The Photograph

623 112 63
                                    

Author: anonymous

Krist POV.

Pada pukul lima sore, ketika para jas berdasi mulai meletakkan layar lipatnya, aku merasakan waktu senggang. Kecuali mereka bilang lembur. Hal yang aku benci dan aku sukai sekaligus. Gajiku yang sebatas upah minimum kota, akan mendapatkan bonus lebih. Walaupun harus merelakan sedikit waktu. Ah, terkadang tak bisa dihitung sedikit. Tiga jam itu nyaris membunuhku. Untung saja hari ini aku terlepas dari lembur yang mencekik.

Kurentangkan tangan dengan sedikit menguap. Mataku cukup pedih menghadap layar komputer berjam-jam. Beberapa teman sudah menyapa pulang. Aku masih harus sedikit membereskan meja kerjaku, atau atasan divisiku akan mengomel besok paginya.


Sebenarnya aku bukan orang yang berteman banyak. Hanya penikmat sendirian dan penyuka kucing. Aku punya satu ekor kucing di rumah yang kurawat sejak umurku dua puluh dua tahun. Jika dihitung sampai sekarang, sudah empat tahun aku hidup bersama Muffin. Kucing pendek berbulu yang selalu menanti kedatanganku.


Satu bungkus cat snack dengan rasa makarel selalu masuk ke dalam keranjang belanjaku. Juga beberapa bahan makanan seperti tepung maizena, susu, telur dan lain sebagainya. Rencananya, besok aku mau buat pudding cake mengingat weekend sudah menyambut. Kebiasaanku untuk memanjakan diri adalah sibuk di dapur. Aku cukup pintar memasak. Bahkan Godt mengakui itu.


Ah, Godt.


Aku jadi teringat padanya. Godt ini temanku. Kami dekat. Tapi dia tak ada kabar lagi sejak empat hari lalu. Nomor ponselnya tak dapat lagi kuhubungi. Terakhir melihatnya ketika dia berpamitan pulang dari rumahku selepas mengunyah banofee pie buatanku dan menandaskan teh rosela kesukaanku.


"Krist, aku pulang dulu, ya? Terima kasih atas suguhannya. Banofee pie mu selalu membuatku ingin mencomot terus, dan teh rosela ... selalu manis seperti yang buat," ucapnya kala itu di depan rumahku seraya mengacak rambutku pelan seperti biasanya.


Godt temanku, tapi dia suka menggodaku.
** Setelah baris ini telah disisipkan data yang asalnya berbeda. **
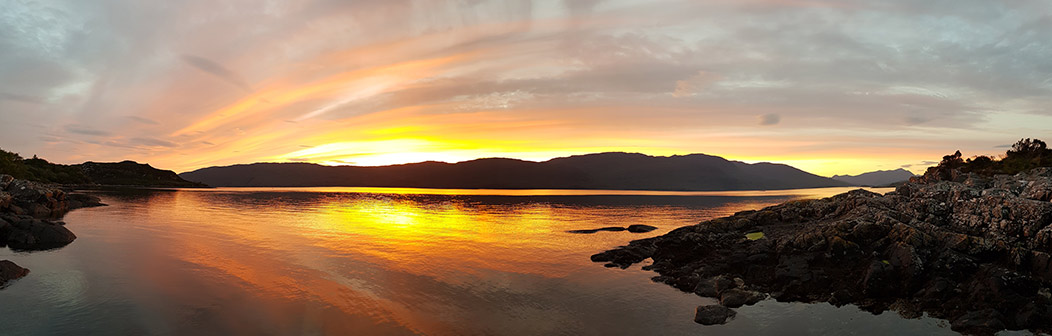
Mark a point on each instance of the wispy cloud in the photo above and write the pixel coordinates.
(217, 70)
(86, 131)
(838, 86)
(770, 119)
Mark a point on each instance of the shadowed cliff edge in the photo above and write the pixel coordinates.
(965, 242)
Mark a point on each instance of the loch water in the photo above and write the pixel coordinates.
(386, 261)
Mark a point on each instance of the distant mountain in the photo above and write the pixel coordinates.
(126, 173)
(875, 178)
(132, 173)
(606, 171)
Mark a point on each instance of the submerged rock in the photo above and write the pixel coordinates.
(714, 314)
(9, 271)
(632, 229)
(638, 229)
(956, 250)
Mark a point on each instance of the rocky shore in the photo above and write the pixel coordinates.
(28, 213)
(970, 249)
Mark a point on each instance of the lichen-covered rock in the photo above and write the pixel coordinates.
(955, 245)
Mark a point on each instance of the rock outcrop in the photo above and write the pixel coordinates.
(9, 271)
(635, 229)
(27, 212)
(973, 250)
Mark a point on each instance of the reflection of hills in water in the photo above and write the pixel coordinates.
(276, 261)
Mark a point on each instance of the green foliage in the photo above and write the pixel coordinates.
(1025, 155)
(40, 170)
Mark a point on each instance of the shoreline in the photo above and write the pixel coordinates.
(976, 252)
(31, 219)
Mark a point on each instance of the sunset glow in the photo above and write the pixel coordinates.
(193, 84)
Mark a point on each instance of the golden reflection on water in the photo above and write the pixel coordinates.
(408, 258)
(438, 262)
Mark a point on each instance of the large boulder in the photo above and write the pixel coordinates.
(714, 314)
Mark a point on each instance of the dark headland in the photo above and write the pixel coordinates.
(605, 171)
(35, 195)
(970, 241)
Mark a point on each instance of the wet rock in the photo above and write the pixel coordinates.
(635, 229)
(591, 231)
(9, 271)
(973, 250)
(714, 314)
(736, 298)
(979, 321)
(638, 229)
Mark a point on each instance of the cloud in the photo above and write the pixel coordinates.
(86, 131)
(21, 98)
(511, 72)
(691, 85)
(153, 142)
(217, 70)
(770, 119)
(142, 120)
(922, 163)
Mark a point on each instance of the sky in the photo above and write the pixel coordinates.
(828, 86)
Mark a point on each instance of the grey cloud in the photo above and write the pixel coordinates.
(770, 119)
(21, 98)
(217, 70)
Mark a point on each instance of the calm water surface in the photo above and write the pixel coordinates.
(385, 261)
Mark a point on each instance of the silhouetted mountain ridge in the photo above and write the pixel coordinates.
(876, 178)
(603, 171)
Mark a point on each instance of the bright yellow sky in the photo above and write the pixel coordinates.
(830, 87)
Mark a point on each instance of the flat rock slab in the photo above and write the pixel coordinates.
(714, 314)
(635, 229)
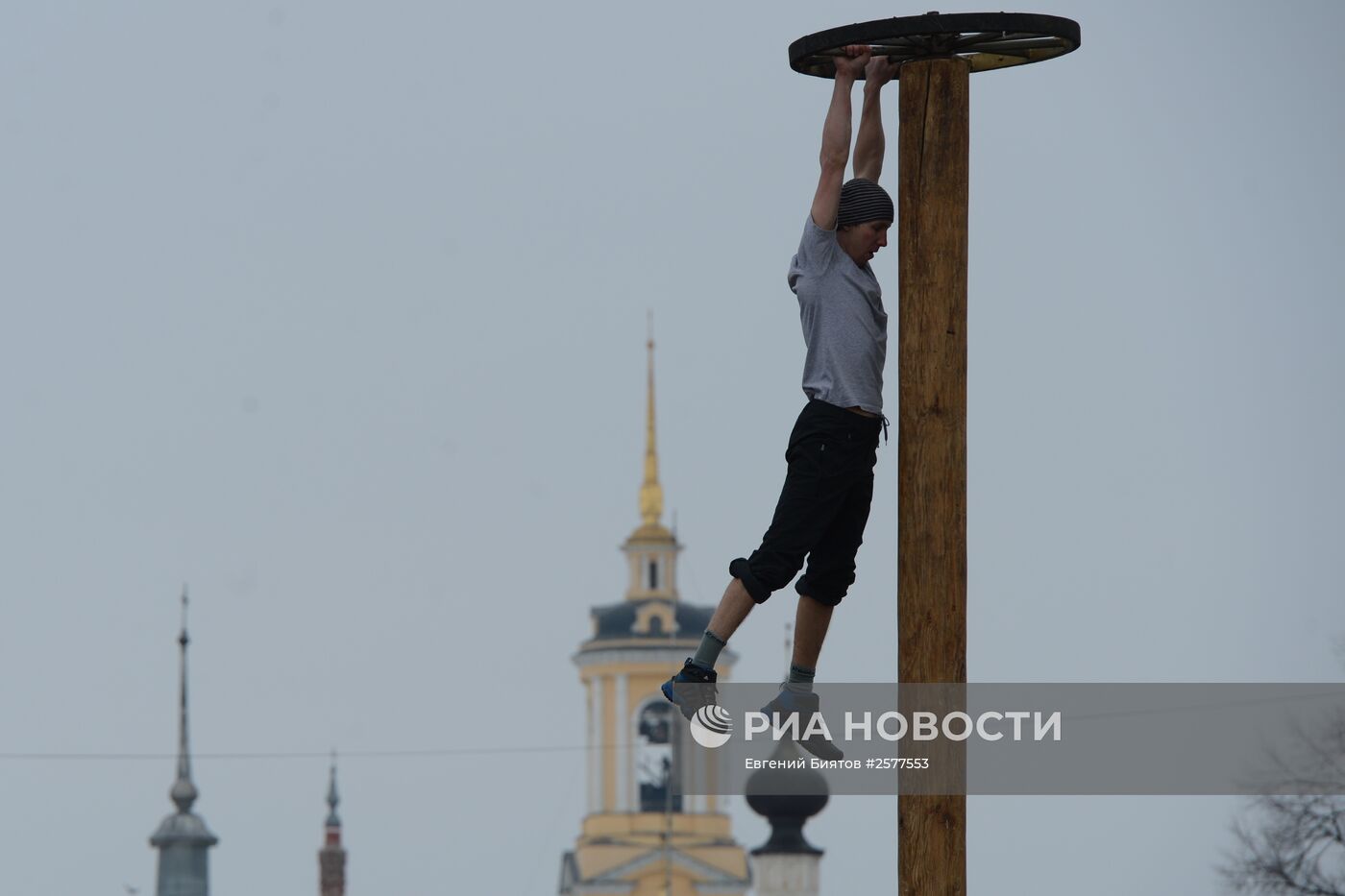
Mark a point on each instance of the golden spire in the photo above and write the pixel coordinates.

Biarkan, selama dia tidak macam-macam padaku. Lagipula, selama ini dia banyak membantuku. Terlebih ketika kedua orang tuaku meninggal dan hanya menyisakanku hunian tanpa kendaraan. Dialah yang antar jemputku kemana saja.


"Iya. Hati-hati di jalan, Godt."


Kata itu terakhir yang kuucapkan padanya. Sebelum aku berbalik badan masuk ke rumah, tanpa tahu apa yang membuatnya kehilangan eksistensi dihadapanku.


"Totalnya 189 baht."


Segera aku melupakan seklumit tentang Godt saat pegawai kasir di depanku mengucapkan total harga belanjaku. Kuserahkan dua lembar uang 100 baht. Lalu pergi, menenteng belanjaanku.


Kala tapak kakiku menyusur komplek tempatku tinggal, tak sengaja netra lelah ini menangkap siluet seseorang yang sebulan ini selalu kulihat. Aku tahu pria itu. Namanya Singto-dia menyebut namanya begitu. Nomor rumahnya 14, nomor rumahku 19. Cukup jauh walaupun tak terlalu jauh. Aku selalu melewati rumahnya yang bersih setiap berangkat dan pulang kerja. Bahkan ketika Muffin minta ke taman, aku melewati rumahnya lagi.


Singto itu, orangnya ramah. Suka menyapa dan senyum pada semua orang. Wajahnya yang rupawan-aku harus mengakui itu-membuat ibu-ibu kompleks menyukainya. Nyaris seluruhnya segan. Dan aku, mungkin satu-satunya penghuni kompleks yang tak pernah berinteraksi dengannya. Sekali, waktu berkenalan sore itu.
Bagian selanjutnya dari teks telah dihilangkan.